The jobs tend to be good jobs, providing health insurance and pensions, even if there is a growing low-wage work force of health aides, janitors, fast-food workers and the like. “It’s a knowledge-based work force,” Mr. Fuller said. “And we have an economy built on services, technology-intensive services.”

…350 miles away, …

Coal miners still dig into and blast off the tops of steep Appalachian hills. But the industry that once provided thousands of jobs is slowly disappearing, and the region’s entrenched poverty has persisted. The unemployment rate is 8.8 percent, down from more than 13 percent in the worst of the recession. The current number would be even higher if more residents hadn’t simply given up looking for work.

Government assistance accounts for half of the income of county residents. Social workers described shortages of teachers, nurses, doctors, surgeons, mental health professionals and addiction-treatment workers. There is next to no public transportation…

Many people … have multiple woes: “Diabetes. Obesity. Congestive heart failure. Drug use. Kidney problems. Lung conditions from the mines.” Problems often start young and often result in shorter lives, she said. Earlier that day, she handed me a list of recent funerals with about half highlighted in yellow; they signified that the deceased was under 50…

But dollars in a bank account have never added a day to anyone’s life, researchers stress. Instead, those dollars are at work in a thousand daily-life decisions — about jobs, medical care, housing, food and exercise — with a cumulative effect on longevity…

As such, the health statistics for Fairfax and McDowell are as striking as their income data. In Fairfax, the adult obesity rate is about 24 percent and one in eight residents smokes. In McDowell, the adult obesity rate is more than 30 percent and one in three adults smokes. And the disability rate is about five times higher in McDowell.

In both counties, food availability matters. There are only two full-size grocery stores in McDowell; minimarts and fast-food restaurants are major sources of nutrition. “We don’t have gyms or fitness centers,” said Pamela McPeak, who grew up in McDowell getting creek water to flush her family’s toilet. “It’s cheaper to buy Cheetos rather than apples.” She now runs a nonprofit program that provides tutoring and helps high school students get into college.

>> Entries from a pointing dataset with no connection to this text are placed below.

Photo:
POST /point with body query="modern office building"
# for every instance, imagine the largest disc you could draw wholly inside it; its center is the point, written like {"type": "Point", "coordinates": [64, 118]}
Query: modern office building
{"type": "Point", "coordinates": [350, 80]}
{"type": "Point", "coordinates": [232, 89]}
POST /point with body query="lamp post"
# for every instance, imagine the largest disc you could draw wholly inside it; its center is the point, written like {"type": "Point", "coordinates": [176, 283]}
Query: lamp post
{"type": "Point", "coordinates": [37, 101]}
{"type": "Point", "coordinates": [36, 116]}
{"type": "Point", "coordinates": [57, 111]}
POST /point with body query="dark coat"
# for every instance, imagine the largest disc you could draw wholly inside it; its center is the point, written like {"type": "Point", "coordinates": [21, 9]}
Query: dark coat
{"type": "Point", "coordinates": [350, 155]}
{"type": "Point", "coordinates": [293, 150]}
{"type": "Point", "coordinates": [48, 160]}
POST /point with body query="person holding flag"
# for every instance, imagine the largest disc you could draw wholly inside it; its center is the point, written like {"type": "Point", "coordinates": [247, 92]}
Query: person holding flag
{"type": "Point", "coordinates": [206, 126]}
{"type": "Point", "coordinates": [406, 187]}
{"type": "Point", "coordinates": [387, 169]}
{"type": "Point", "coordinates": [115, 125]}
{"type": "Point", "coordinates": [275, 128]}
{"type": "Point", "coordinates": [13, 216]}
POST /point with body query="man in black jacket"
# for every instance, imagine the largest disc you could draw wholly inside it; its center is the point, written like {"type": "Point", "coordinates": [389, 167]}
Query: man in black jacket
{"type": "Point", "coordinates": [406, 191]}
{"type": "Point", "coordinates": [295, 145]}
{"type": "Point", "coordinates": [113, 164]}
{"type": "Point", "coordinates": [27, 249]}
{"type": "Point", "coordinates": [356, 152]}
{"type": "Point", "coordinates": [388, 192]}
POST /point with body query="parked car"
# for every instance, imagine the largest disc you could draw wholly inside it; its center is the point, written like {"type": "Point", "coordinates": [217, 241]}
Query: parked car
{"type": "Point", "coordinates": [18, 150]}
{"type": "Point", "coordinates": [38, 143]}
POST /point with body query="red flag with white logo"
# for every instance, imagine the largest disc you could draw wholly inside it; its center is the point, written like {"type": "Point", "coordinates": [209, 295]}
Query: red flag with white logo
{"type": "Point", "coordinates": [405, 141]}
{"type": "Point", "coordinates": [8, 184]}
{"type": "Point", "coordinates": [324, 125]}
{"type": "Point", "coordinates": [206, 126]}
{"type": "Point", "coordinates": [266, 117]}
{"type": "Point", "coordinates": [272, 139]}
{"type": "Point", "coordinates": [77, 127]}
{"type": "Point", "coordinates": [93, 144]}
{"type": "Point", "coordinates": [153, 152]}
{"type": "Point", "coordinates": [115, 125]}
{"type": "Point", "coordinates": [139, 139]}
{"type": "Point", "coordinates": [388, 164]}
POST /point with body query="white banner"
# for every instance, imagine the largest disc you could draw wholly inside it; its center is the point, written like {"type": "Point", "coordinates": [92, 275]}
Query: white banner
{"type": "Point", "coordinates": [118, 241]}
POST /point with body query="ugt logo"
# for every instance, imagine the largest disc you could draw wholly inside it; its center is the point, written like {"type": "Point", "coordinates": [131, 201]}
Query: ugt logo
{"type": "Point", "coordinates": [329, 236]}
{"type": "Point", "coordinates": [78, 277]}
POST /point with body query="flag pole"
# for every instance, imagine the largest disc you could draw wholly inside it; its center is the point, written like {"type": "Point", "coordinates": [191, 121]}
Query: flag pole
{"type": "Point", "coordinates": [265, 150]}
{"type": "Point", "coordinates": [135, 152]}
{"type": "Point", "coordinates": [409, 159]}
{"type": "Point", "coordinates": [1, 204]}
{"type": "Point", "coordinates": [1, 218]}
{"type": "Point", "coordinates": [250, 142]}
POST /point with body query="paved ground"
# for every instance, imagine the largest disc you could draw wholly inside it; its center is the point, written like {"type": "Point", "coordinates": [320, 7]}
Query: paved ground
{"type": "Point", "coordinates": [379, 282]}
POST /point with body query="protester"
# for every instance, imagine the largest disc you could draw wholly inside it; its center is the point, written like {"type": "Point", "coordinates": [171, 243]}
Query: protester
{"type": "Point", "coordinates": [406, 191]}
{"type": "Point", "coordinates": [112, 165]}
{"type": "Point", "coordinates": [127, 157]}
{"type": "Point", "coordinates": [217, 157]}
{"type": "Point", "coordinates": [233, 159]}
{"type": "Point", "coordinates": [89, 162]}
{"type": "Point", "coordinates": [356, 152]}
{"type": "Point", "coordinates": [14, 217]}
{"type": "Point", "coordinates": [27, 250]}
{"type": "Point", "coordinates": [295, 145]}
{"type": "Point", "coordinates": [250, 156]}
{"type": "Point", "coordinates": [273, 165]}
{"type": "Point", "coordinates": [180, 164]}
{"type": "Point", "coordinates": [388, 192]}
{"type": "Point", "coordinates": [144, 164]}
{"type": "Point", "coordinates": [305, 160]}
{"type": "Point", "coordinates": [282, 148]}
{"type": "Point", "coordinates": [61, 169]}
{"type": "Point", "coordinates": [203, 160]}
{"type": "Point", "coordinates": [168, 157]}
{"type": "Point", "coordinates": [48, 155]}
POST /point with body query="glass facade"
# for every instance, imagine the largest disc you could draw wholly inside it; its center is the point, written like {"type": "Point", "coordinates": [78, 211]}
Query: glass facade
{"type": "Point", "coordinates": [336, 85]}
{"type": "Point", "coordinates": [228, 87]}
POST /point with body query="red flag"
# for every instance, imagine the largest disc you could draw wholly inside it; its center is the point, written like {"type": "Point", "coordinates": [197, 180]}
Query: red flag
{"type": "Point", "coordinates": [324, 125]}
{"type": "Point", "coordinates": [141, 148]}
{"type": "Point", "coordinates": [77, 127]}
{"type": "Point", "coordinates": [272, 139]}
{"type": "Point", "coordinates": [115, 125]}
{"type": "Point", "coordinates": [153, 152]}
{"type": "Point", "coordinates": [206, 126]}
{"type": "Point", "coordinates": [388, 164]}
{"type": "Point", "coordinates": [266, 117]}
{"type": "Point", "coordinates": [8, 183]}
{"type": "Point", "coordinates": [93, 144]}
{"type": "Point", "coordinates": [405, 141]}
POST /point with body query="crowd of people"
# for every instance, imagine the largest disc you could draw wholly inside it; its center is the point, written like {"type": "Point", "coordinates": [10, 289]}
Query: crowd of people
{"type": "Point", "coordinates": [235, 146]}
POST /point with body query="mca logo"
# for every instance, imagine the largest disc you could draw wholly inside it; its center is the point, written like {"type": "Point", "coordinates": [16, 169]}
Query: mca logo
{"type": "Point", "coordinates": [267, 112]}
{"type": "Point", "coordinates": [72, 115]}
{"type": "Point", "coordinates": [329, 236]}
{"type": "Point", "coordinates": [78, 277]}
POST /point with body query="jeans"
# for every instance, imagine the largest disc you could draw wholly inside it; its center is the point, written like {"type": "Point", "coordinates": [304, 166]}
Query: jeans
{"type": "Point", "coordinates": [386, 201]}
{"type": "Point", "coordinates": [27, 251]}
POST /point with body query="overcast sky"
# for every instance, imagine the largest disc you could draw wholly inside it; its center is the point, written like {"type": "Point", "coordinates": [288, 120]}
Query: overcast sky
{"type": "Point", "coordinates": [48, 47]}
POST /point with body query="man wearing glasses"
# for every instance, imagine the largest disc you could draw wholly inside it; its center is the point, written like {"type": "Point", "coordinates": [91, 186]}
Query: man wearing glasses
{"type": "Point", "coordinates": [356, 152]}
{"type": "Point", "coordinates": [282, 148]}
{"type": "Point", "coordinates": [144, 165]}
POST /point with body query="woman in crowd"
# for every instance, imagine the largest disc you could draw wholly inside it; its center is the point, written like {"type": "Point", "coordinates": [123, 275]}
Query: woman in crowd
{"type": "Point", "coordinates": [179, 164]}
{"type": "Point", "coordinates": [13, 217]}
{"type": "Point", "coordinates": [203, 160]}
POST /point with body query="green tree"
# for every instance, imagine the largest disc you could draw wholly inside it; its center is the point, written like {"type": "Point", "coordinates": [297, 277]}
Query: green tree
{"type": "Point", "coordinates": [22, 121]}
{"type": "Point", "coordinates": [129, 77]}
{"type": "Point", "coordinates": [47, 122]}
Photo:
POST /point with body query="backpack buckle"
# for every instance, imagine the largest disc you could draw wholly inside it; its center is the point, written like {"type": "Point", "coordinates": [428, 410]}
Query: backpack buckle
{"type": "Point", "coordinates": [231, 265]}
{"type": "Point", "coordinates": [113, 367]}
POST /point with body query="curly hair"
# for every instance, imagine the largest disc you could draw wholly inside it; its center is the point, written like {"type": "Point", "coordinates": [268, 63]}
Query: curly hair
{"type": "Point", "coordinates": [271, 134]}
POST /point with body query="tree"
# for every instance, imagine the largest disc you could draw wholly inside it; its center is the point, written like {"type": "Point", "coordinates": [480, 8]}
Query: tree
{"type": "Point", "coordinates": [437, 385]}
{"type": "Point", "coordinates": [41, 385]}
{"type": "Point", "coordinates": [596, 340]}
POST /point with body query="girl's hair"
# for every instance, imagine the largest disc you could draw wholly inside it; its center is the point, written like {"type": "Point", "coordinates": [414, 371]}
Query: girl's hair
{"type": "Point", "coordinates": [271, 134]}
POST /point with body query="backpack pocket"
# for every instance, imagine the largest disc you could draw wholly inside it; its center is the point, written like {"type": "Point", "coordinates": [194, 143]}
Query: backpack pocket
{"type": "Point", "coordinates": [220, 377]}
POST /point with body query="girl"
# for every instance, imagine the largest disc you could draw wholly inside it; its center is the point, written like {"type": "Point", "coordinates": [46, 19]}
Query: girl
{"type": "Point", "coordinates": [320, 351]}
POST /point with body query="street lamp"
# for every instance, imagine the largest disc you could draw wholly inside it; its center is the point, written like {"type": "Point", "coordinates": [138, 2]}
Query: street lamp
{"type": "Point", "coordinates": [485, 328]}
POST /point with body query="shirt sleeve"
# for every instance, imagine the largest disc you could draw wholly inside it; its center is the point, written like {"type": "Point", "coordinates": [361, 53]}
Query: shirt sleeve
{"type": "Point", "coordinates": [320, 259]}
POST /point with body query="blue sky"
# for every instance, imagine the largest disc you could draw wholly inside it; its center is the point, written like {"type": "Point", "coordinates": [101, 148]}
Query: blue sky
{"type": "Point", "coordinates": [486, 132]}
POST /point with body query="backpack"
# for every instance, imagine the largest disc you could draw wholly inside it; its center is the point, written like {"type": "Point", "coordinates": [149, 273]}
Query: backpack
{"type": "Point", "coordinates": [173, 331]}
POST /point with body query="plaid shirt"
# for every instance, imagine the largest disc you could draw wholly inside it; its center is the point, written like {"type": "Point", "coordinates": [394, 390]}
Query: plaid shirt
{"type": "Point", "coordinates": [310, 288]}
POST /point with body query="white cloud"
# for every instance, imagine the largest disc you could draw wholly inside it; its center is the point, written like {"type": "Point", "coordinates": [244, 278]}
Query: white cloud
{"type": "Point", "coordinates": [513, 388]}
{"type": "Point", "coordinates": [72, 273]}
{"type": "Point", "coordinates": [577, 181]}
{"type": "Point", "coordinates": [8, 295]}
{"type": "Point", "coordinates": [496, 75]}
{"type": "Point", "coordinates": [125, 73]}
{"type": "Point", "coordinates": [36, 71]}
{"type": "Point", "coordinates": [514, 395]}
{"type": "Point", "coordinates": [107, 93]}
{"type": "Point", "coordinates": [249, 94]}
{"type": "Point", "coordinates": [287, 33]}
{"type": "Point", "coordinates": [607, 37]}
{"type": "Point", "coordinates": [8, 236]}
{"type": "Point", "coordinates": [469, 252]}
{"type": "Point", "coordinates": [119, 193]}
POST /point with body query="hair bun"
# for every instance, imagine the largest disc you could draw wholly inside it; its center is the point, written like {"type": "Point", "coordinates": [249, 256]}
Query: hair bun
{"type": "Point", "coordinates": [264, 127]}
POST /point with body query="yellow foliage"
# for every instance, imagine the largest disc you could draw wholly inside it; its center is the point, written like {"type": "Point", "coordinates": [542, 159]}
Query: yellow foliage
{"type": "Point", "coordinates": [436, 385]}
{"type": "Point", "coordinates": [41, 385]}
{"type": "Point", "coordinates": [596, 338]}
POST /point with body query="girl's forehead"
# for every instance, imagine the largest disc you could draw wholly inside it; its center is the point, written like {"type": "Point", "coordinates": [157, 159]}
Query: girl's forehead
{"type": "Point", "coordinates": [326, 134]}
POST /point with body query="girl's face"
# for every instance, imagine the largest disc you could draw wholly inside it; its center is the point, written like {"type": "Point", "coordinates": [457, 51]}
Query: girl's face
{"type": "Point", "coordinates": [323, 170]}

Education is also correlated with longevity, as it is with income and employment. Educated individuals are much more likely to work, and much more likely to have higher incomes. In McDowell, about one in 18 adults has a college degree; in Fairfax, the share is 60 percent.

Finally, and perhaps most powerfully, researchers say that a life in poverty is a life of stress that accumulates in a person’s very cells. Being poor is hard in a way that can mean worse sleep, more cortisol in the blood, a greater risk of hypertension and, ultimately, a shorter life…

It is hard to prove causality with the available information. County-level data is the most detailed available, but it is not perfect. People move, and that is a confounding factor. McDowell’s population has dropped by more than half since the late 1970s, whereas Fairfax’s has roughly doubled. Perhaps more educated and healthier people have been relocating from places like McDowell to places like Fairfax. In that case, life expectancy would not have changed; how Americans arrange themselves geographically would have…

In particular, changes in smoking and obesity rates may help explain the connection between bigger bank accounts and longer lives. “Richer people and richer communities smoke less, and that gap is growing,” said Dr. Murray at the Institute for Health Metrics and Evaluation…

To some extent, the broad expansion of health insurance to low-income communities, as called for under Obamacare, may help to mitigate this stark divide, experts say. And it is encouraging that both Republicans and Democrats have recently elevated the issues of poverty, economic mobility and inequality, But the contrast between McDowell and Fairfax shows just how deeply entrenched these trends are, with consequences reaching all the way from people’s pocketbooks to their graves.